After an act of self-harm in another prison, HMP Bullingdon in Oxfordshire, Clacher was placed on a self-harm and suicide prevention programme, known as ACCT.

But shortly before his death, after he had been moved to Guys Marsh, his ACCT programme was closed despite him still not having had a mental health assessment.

Prisoners said Clacher was bullied in the days leading up to his death, and that some inmates were telling him to kill himself. One witness said he saw other prisoners place a noose around Clacher’s neck the day before he died.

The jury in Bournemouth concluded there was a “gross failure to provide basic medical attention or [to] observe Anthony” after he was returned to his cell on the day he died.

In a narrative verdict they said he was not capable of forming an intention to take his own life “due to his mental health state, lack of general observations and use of illicit substance”.

The jurors flagged up “lack of communication” between private healthcare staff and prison officers. They said he was not seen by mental health workers in a timely fashion, concluded there was a lack of ACCT training for prison officers and judged that his ACCT programme should not have been closed.

His sister, Christine Clacher, said after the inquest: “Anthony was a human being who had been through some terrible experiences and deserved to be treated with care and respect.”
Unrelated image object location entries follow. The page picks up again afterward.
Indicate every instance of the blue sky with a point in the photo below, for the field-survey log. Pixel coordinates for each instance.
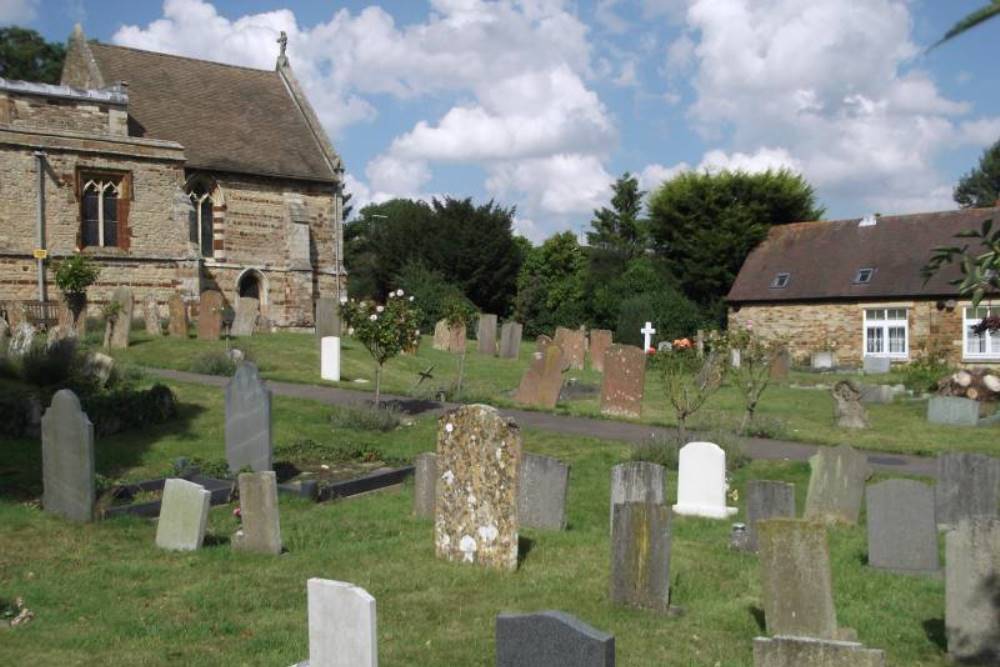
(542, 103)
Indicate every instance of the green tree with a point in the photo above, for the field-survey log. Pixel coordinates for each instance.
(25, 55)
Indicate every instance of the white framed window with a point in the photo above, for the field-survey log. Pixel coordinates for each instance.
(979, 346)
(886, 333)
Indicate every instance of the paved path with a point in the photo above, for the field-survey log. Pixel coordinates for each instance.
(604, 429)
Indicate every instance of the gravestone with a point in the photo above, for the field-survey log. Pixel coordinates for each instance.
(486, 334)
(541, 492)
(68, 459)
(636, 482)
(902, 535)
(248, 420)
(551, 639)
(767, 500)
(183, 515)
(478, 462)
(210, 315)
(600, 341)
(261, 531)
(701, 481)
(796, 582)
(624, 381)
(177, 326)
(510, 340)
(425, 484)
(836, 484)
(972, 591)
(640, 556)
(342, 626)
(968, 486)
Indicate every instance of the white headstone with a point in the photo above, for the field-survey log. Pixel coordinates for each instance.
(701, 483)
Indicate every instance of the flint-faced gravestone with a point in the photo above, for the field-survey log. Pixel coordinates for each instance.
(837, 484)
(624, 381)
(67, 459)
(475, 513)
(248, 420)
(795, 578)
(551, 639)
(902, 535)
(972, 591)
(261, 530)
(183, 515)
(541, 496)
(968, 486)
(640, 556)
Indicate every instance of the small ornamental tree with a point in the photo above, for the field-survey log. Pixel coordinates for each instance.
(384, 330)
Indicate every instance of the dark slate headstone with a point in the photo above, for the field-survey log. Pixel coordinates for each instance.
(248, 420)
(902, 536)
(551, 639)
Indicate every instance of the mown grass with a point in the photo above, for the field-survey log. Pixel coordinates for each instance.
(103, 594)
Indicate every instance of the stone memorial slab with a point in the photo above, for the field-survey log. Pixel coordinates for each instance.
(968, 486)
(902, 535)
(795, 578)
(640, 556)
(624, 381)
(541, 492)
(248, 420)
(972, 592)
(261, 532)
(836, 484)
(478, 462)
(68, 459)
(701, 481)
(551, 639)
(183, 515)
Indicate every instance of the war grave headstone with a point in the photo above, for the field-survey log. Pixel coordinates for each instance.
(701, 481)
(478, 462)
(902, 535)
(183, 515)
(640, 556)
(68, 459)
(972, 591)
(551, 639)
(624, 381)
(836, 484)
(248, 420)
(261, 531)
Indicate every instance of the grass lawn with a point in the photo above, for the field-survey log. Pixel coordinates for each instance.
(789, 413)
(103, 594)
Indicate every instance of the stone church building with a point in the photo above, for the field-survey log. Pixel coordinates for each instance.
(174, 175)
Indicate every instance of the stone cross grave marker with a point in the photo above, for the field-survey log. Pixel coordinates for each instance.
(478, 462)
(701, 481)
(68, 459)
(248, 420)
(183, 515)
(551, 639)
(902, 535)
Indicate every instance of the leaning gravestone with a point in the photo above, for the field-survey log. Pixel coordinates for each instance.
(68, 459)
(701, 481)
(968, 486)
(836, 484)
(248, 420)
(640, 556)
(624, 381)
(541, 492)
(261, 531)
(795, 578)
(551, 639)
(183, 515)
(475, 513)
(972, 591)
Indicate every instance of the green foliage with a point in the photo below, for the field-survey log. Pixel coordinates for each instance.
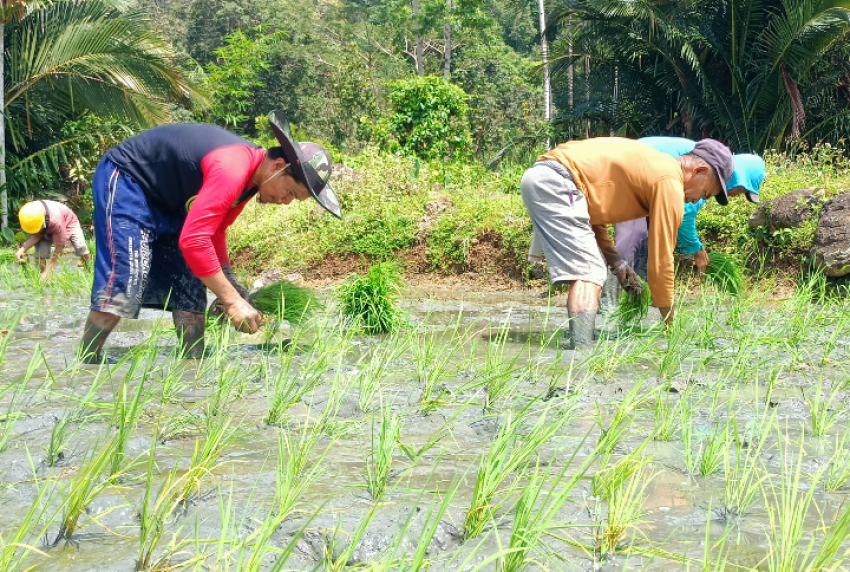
(759, 75)
(286, 300)
(633, 308)
(235, 76)
(430, 118)
(724, 272)
(371, 300)
(67, 59)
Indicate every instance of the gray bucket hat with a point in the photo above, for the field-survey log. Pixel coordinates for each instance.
(311, 164)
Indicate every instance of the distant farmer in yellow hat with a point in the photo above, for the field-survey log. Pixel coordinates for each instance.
(50, 223)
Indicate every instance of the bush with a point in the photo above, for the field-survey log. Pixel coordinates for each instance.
(431, 118)
(370, 300)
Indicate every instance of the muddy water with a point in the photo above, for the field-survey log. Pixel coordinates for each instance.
(180, 400)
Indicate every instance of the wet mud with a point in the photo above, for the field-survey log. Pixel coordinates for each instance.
(736, 384)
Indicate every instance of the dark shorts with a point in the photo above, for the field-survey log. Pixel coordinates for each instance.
(139, 262)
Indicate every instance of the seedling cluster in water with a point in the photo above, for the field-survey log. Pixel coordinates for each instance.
(466, 439)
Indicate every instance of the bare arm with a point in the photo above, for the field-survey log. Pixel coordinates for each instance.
(28, 243)
(242, 315)
(58, 249)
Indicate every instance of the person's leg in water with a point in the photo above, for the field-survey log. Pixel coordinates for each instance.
(98, 327)
(190, 333)
(582, 303)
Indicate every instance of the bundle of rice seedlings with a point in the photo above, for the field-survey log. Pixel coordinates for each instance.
(371, 299)
(724, 272)
(283, 299)
(633, 308)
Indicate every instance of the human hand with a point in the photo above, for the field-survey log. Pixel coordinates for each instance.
(701, 261)
(628, 279)
(243, 316)
(231, 277)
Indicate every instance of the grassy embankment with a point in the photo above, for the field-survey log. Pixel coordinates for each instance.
(460, 218)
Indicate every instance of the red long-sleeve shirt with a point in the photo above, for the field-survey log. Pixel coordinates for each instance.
(227, 181)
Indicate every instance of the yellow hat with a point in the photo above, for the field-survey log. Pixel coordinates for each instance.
(31, 216)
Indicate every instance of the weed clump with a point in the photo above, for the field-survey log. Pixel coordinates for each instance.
(724, 272)
(371, 300)
(633, 308)
(285, 300)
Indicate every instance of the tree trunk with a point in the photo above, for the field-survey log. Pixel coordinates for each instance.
(547, 84)
(4, 195)
(447, 69)
(420, 71)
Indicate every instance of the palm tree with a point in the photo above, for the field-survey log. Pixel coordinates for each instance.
(66, 58)
(740, 70)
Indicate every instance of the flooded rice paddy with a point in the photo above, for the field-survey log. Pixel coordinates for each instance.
(468, 441)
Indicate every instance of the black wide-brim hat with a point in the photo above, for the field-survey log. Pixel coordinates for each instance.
(311, 164)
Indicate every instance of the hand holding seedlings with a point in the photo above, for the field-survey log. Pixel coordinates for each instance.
(700, 262)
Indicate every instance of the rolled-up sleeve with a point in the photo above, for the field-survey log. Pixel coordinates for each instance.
(666, 211)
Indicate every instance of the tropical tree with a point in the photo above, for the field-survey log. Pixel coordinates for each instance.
(741, 70)
(65, 59)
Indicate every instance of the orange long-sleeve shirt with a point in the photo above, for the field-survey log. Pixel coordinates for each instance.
(624, 180)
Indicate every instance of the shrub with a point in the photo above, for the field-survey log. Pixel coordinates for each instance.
(371, 300)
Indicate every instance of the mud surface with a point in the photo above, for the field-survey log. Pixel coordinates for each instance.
(754, 376)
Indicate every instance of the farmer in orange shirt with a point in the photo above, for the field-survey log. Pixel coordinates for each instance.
(576, 190)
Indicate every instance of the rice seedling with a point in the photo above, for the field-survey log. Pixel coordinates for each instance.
(295, 472)
(398, 557)
(125, 416)
(371, 300)
(380, 458)
(838, 473)
(220, 434)
(625, 509)
(498, 372)
(706, 456)
(621, 421)
(743, 472)
(724, 272)
(86, 485)
(632, 308)
(610, 478)
(536, 512)
(825, 410)
(787, 505)
(435, 363)
(375, 366)
(158, 503)
(285, 301)
(415, 453)
(507, 453)
(667, 414)
(344, 556)
(7, 331)
(58, 439)
(17, 546)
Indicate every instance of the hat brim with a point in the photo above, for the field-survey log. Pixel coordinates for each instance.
(301, 169)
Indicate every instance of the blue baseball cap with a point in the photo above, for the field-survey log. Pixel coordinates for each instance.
(749, 174)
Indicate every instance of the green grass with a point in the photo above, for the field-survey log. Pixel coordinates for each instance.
(633, 308)
(285, 300)
(370, 301)
(724, 272)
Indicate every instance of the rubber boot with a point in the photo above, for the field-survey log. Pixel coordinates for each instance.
(582, 325)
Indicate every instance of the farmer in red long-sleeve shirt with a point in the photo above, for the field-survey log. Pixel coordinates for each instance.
(162, 203)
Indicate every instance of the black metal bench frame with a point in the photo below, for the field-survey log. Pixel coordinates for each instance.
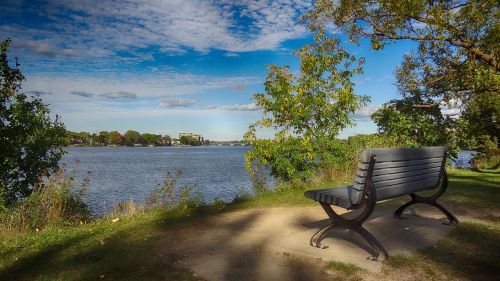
(369, 200)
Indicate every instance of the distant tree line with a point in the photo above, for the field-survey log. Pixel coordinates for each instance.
(188, 140)
(130, 138)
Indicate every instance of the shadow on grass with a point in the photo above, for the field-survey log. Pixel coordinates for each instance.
(129, 250)
(471, 252)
Gus Silverman, a civil liberties lawyer at the firm Irwin Mitchell, representing the family, added: “The law says that prisoners are entitled to the same standard of healthcare as they would receive in the community.”

A spokesperson for the private healthcare provider Practice Plus Group said the prisons and probation ombudsman was satisfied that staff did not have any reason to believe Clacher was at risk of suicide on the day of his death and a clinical review by the NHS said the care he received in prison was equivalent to that which he could have expected in the community.

The spokesperson added: “We … note that in this instance the coroner … has chosen not to make further recommendations to us.”

The Ministry of Justice has been contacted for comment.